Monday, October 20, 2008

Gregory Schraw, Theresa Wadkins, and Lori Olafson found that students mostly procrastinated because of other priorities. We instructors often get reminded that students have other classes. But topping the list of priorities was personal relationships. This reminds me of a time that I contacted a student about his excessive absences. He said he had to work, but that he knew school should be his top priority.

I didn't say this to him, but my thought was that school should be nowhere near his top priority. His health, psychological and physical, should be number one. Then personal relationships. Even supporting himself financially has to come before school. But none of that changed the fact that I would be grading him based on his performance in my class--it's a writing grade, not a leading-an-exemplary-life grade.

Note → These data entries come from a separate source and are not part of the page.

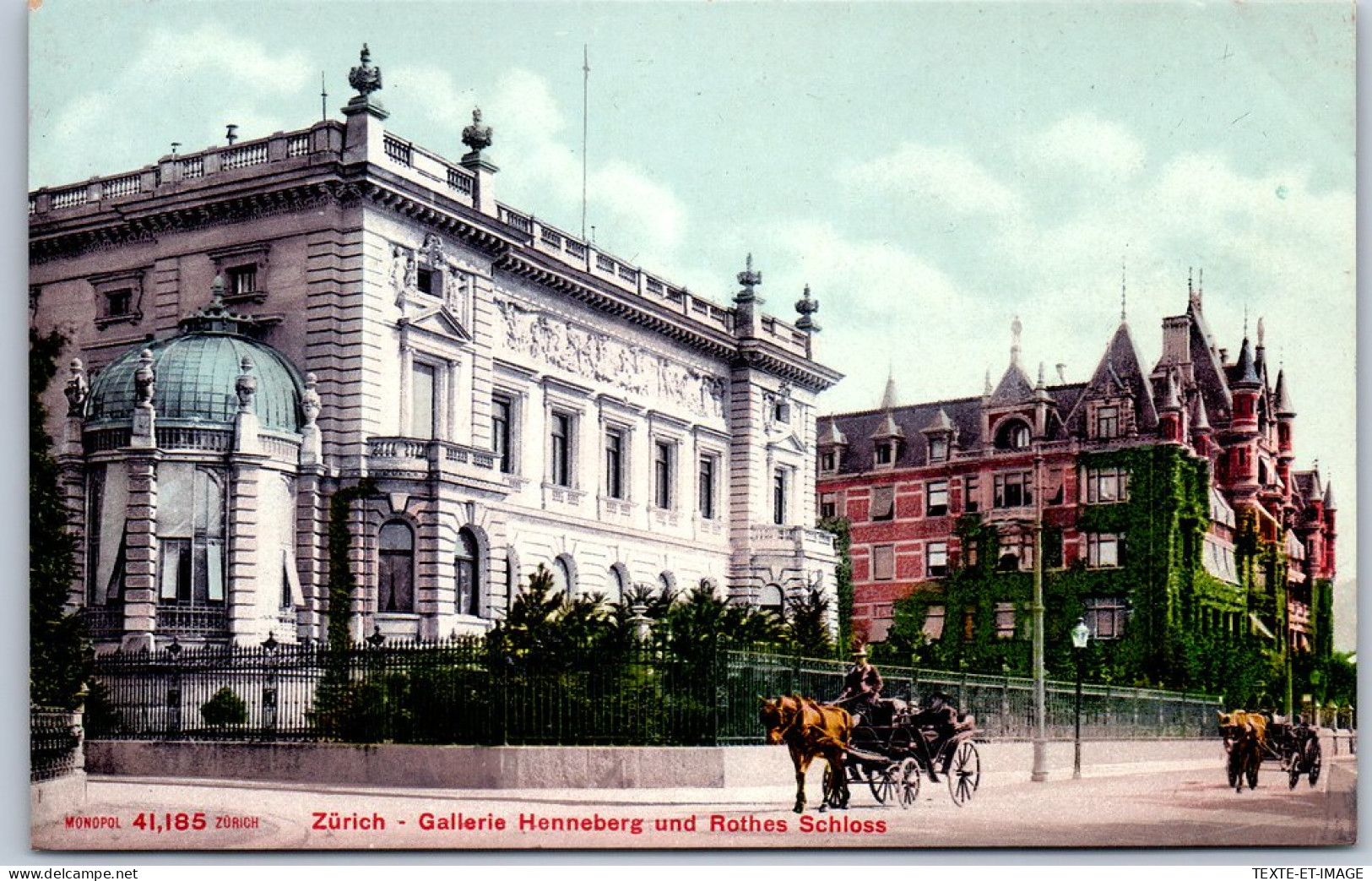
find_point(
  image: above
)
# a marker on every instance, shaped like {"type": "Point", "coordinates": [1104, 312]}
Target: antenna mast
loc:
{"type": "Point", "coordinates": [586, 80]}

A few weeks ago, a writing center tutor asked me if I thought we should treat students differently based on why they didn't spend sufficient time on their papers. If they were working 40 hours a week, or had family problems, wasn't that a better excuse than partying too much? Or sitting around chilling instead of working?

I suppose it depends on what we meant by "treat differently." It would probably be a bad idea to have some all-purpose lecture about how if you sign up for a class, you have a duty to complete it to the best of your ability. So if I'm conferencing with students who are putting off writing for different reasons, obviously I should have different things to say to them.

But I took the tutor to be toying with the idea of grading more leniently on those with legitimate excuses. And that's just not my style. Either the paper is up to snuff or it's not.

Work Cited

Schraw, Gregory, Theresa Wadkins, and Lori Olafson. "Doing the Things We Do: A Grounded Theory of Academic Procastination." Journal of Educational Psychology 99.1 (2007): 12-25.